Mr Blanche has zeroed in on Cohen’s earnings since he pleaded guilty in August 2018 to federal charges of tax evasion, unlawful campaign contributions, lying to Congress, then going to prison and losing his license to practice law.
Mr Cohen testified he has earned about $4.4 million (£3.4 million) since the fall of 2020, or more than $1 million (£787,000) a year, by authoring two books and hosting podcasts - all about Trump, with a focus on this case.
“I talk about it on my podcast. I talk about it on TikTok, and they make money,” Mr Cohen said, when Mr Blanche asked about his stake in the outcome. “Innocent or guilty is not going to affect whether I speak about it or not.”
Mr Blanche asked if Trump’s getting convicted would benefit Mr Cohen financially?
Mr Cohen replied: “It’s better if he’s not, for me, because it gives me more to talk about in the future.”
After the jury went home Monday, with the prosecution having rested, Mr Blanche asked New York State Supreme Court Judge Juan Merchan to dismiss the case.

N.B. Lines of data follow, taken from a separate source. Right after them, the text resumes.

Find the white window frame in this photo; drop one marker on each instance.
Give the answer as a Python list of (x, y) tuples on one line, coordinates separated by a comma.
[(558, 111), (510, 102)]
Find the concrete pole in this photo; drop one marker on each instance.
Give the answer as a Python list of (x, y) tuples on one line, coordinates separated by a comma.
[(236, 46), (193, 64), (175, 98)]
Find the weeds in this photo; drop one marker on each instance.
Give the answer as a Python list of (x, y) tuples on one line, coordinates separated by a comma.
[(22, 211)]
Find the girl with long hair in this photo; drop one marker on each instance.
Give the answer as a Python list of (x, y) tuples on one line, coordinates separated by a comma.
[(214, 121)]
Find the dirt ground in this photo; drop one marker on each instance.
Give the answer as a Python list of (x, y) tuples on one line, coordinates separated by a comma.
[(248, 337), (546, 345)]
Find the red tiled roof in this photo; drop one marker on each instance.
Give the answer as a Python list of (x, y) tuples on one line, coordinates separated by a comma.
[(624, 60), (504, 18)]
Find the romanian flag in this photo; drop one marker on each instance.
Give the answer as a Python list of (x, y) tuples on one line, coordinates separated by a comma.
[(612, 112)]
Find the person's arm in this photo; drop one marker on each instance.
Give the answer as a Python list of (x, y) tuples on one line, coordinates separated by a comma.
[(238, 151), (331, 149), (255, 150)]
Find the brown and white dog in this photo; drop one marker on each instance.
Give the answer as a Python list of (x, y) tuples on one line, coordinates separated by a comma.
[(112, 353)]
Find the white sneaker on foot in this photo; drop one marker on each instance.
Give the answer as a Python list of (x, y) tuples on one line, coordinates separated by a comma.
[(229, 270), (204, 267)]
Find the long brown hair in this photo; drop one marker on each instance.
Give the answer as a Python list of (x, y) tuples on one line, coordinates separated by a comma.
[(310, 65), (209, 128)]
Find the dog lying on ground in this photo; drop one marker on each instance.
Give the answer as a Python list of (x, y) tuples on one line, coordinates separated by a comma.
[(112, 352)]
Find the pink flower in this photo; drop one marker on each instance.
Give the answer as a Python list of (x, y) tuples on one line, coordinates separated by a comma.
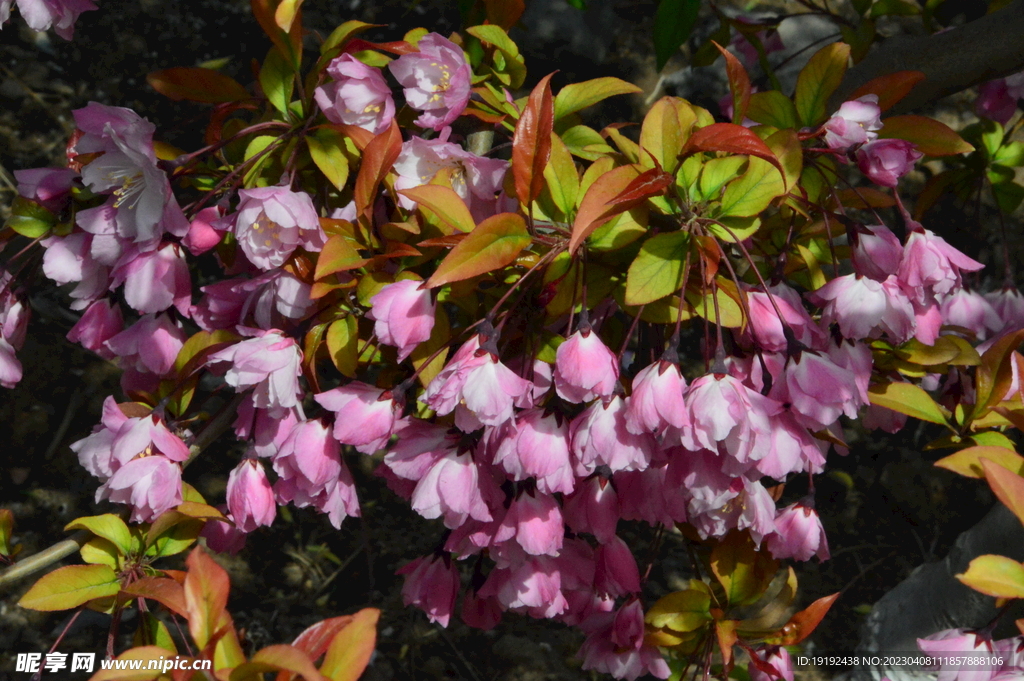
[(885, 161), (269, 363), (615, 572), (773, 664), (358, 95), (42, 14), (538, 447), (250, 497), (799, 534), (931, 266), (723, 410), (475, 178), (599, 437), (49, 187), (403, 315), (585, 368), (656, 401), (818, 389), (366, 416), (431, 585), (100, 323), (593, 508), (477, 381), (875, 251), (536, 521), (156, 280), (453, 487), (863, 306), (272, 221), (150, 345), (766, 328), (856, 122), (436, 80), (142, 202), (150, 484)]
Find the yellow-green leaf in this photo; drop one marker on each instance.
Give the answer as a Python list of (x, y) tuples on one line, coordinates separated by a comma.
[(995, 576), (657, 269), (70, 587), (494, 244), (574, 96), (907, 398), (818, 80)]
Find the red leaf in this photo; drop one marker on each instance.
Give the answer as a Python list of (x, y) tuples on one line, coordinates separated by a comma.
[(164, 590), (739, 84), (803, 624), (648, 183), (890, 88), (531, 142), (197, 84), (730, 138), (378, 158), (594, 209)]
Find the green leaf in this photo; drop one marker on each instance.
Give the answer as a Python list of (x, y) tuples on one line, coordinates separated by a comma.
[(930, 136), (754, 190), (342, 343), (30, 219), (350, 650), (774, 109), (674, 20), (818, 80), (680, 611), (494, 244), (657, 269), (995, 576), (326, 149), (576, 96), (110, 526), (70, 587), (907, 398), (276, 79), (968, 462)]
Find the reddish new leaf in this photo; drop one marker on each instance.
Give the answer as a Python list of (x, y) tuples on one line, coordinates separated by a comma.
[(931, 136), (531, 142), (803, 624), (164, 590), (595, 209), (197, 84), (378, 158), (890, 88), (494, 244), (1008, 485), (739, 84), (730, 138), (648, 183)]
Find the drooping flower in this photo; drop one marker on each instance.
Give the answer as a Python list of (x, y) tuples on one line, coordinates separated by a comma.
[(250, 497), (272, 221), (885, 161), (475, 178), (357, 95), (585, 368), (799, 534), (856, 122), (403, 315), (269, 362), (365, 416), (126, 168), (431, 585), (436, 80)]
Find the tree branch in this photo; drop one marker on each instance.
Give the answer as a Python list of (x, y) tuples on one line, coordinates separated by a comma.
[(952, 60)]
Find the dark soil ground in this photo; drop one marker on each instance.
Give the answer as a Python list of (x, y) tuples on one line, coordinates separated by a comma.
[(887, 509)]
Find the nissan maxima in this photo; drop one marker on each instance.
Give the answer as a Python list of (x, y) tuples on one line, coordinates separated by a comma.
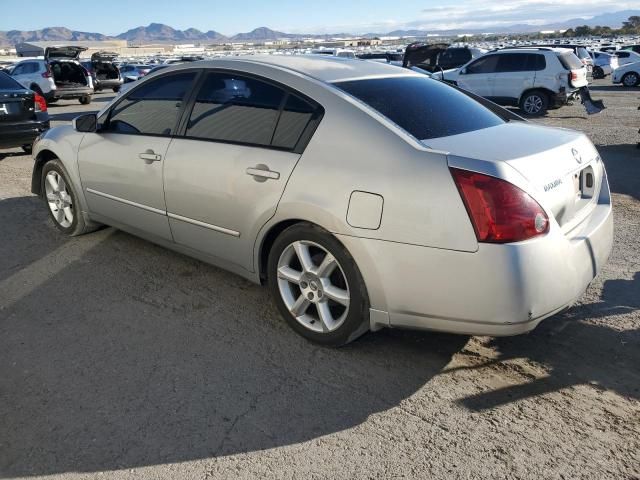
[(364, 195)]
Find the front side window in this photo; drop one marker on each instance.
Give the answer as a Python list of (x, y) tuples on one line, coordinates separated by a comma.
[(423, 107), (239, 109), (153, 108), (486, 64)]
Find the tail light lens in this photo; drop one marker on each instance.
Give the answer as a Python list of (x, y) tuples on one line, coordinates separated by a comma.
[(500, 212), (40, 103)]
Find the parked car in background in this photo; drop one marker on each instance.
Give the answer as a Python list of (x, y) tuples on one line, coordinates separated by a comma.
[(133, 72), (628, 75), (58, 76), (104, 71), (604, 64), (23, 114), (534, 79), (627, 56), (467, 220)]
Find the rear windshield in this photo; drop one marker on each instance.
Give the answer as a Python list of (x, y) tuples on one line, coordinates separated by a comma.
[(423, 107), (8, 83), (570, 61)]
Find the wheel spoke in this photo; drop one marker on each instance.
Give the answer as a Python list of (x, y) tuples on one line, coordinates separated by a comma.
[(53, 183), (327, 266), (325, 316), (338, 295), (68, 214), (289, 274), (300, 307), (302, 251)]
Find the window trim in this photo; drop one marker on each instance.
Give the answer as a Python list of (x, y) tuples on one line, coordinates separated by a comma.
[(300, 146), (185, 103)]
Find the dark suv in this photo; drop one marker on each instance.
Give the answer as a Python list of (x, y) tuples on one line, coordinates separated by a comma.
[(104, 72)]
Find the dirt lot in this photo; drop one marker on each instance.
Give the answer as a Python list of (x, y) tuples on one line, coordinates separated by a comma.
[(122, 359)]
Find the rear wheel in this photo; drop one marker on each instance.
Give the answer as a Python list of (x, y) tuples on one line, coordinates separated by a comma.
[(631, 79), (534, 103), (62, 200), (317, 286)]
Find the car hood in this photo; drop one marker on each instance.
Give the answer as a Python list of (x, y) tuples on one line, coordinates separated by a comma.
[(551, 160)]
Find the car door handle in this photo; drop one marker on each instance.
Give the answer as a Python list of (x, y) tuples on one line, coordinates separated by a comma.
[(261, 173), (150, 156)]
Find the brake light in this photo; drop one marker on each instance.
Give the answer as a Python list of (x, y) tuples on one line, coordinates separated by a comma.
[(499, 211), (40, 103)]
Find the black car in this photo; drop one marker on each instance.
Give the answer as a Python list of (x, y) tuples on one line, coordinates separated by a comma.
[(104, 72), (23, 114)]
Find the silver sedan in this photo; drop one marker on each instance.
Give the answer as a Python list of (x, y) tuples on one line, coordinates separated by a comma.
[(364, 195)]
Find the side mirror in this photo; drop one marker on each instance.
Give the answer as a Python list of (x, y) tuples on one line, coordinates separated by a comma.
[(86, 123)]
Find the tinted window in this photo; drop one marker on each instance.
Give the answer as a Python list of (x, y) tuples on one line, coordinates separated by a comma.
[(570, 61), (294, 120), (153, 108), (423, 107), (8, 83), (520, 62), (234, 108), (486, 64)]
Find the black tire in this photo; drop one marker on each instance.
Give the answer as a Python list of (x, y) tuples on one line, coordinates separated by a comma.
[(78, 225), (631, 79), (534, 103), (356, 322), (598, 73)]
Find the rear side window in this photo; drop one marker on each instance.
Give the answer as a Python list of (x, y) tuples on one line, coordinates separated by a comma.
[(520, 62), (423, 107), (238, 109), (569, 61), (8, 83), (153, 108), (486, 64)]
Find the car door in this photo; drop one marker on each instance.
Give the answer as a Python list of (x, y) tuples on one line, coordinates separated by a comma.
[(121, 164), (224, 178), (478, 76), (515, 73)]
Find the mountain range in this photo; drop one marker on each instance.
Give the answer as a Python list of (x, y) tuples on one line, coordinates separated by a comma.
[(159, 33)]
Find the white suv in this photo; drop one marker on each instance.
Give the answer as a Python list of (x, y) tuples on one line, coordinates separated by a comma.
[(58, 76), (534, 79)]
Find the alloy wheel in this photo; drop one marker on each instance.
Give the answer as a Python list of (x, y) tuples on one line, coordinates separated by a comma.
[(58, 198), (313, 286)]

Mr Blanche argued there has been no evidence of intent to defraud by Trump and that Mr Cohen “lied to this court repeatedly”.
“His entire testimony should not be considered by the jury,” Mr Blanche told Judge Merchan.
Judge Merchan responded: “You say his lies are irrefutable. You think he’s going to fool 12 New Yorkers?” referring to the jurors.
Manhattan Assistant District Attorney Matthew Colangelo counter-argued Trump had set in motion the events that caused the false ledger entries to be made, and the evidence of Mr Cohen’s 2017 payments being a hush money reimbursement, not a legal retainer, is “overwhelming”.
Mr Colangelo said: "The trial evidence overwhelmingly supports each element of the offence."